As population grew and the country was further colonized by the European settlers, the
creation of new states turned into a disuniting disaster. Different coalitions of states
banded together to promote their collective interest at the expense of others. Those
states excluded formed their own alliances and there were many cries of treason thrown
around back and forth. Each cluster thought of themselves as the "us" and the
others as the "them" until the "them" became the "us" and
the "us" was "them". And so on.
So while New York, New Jersey, Virginia, Maryland - all wanted the new federal seat of
power in their states, a deal was struck to create a district that didn't belong to
any particular state.

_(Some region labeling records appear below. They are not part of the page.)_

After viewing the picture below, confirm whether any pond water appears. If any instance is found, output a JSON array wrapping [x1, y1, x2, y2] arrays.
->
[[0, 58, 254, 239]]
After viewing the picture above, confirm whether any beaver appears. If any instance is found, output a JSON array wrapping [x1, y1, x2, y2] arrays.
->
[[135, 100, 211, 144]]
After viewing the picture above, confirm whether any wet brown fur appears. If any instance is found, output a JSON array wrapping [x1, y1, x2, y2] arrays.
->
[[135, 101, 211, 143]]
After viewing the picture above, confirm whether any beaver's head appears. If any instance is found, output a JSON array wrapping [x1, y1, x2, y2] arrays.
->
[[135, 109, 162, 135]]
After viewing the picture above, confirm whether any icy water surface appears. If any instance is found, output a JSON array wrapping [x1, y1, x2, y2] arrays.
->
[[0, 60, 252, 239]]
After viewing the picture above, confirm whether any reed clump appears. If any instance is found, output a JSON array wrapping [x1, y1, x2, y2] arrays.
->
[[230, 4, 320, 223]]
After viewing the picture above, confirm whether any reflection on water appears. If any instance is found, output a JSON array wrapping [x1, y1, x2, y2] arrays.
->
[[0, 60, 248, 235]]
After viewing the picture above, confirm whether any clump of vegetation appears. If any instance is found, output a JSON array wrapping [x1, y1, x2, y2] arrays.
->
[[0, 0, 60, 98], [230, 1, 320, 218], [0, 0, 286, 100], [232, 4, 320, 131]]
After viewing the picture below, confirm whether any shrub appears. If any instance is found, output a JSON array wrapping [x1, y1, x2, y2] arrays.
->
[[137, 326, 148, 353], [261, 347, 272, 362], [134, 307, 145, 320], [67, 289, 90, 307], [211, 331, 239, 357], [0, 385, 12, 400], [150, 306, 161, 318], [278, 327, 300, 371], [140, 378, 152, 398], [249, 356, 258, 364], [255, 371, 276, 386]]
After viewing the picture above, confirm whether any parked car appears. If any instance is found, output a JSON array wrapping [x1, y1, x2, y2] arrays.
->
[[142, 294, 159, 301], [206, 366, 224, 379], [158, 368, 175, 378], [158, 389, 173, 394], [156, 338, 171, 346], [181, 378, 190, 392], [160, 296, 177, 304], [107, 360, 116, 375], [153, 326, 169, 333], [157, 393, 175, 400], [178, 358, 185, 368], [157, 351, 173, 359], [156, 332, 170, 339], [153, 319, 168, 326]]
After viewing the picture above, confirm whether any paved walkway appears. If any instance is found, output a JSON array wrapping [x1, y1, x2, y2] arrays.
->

They all wanted to have the center of the nation's power in
their territories. And this is how we got in Article 1, Section 8 of the US Constitution,
the provision saying:
"To exercise exclusive legislation, in all cases whatsoever, over such district (not
exceeding ten miles square) as may, by cession of particular States and the acceptance of
Congress, become the seat of the government of the United States; and to exercise like
authority over all places purchased by the consent of the legislatures of the States in
which the same shall be, for the erection of forts, magazines, arsenals, dockyards, and
other needful buildings."
I'm not sure we need forts and magazines and arsenals and such, but I still think we
need a neutral center so that no particular cluster confuses themselves as being what
constitutes Sudo Room. Only when the country adopted a political structure that
transformed the "us" and "them" into we - did the agreement amongst
them create stability and mutual respect that made them united states.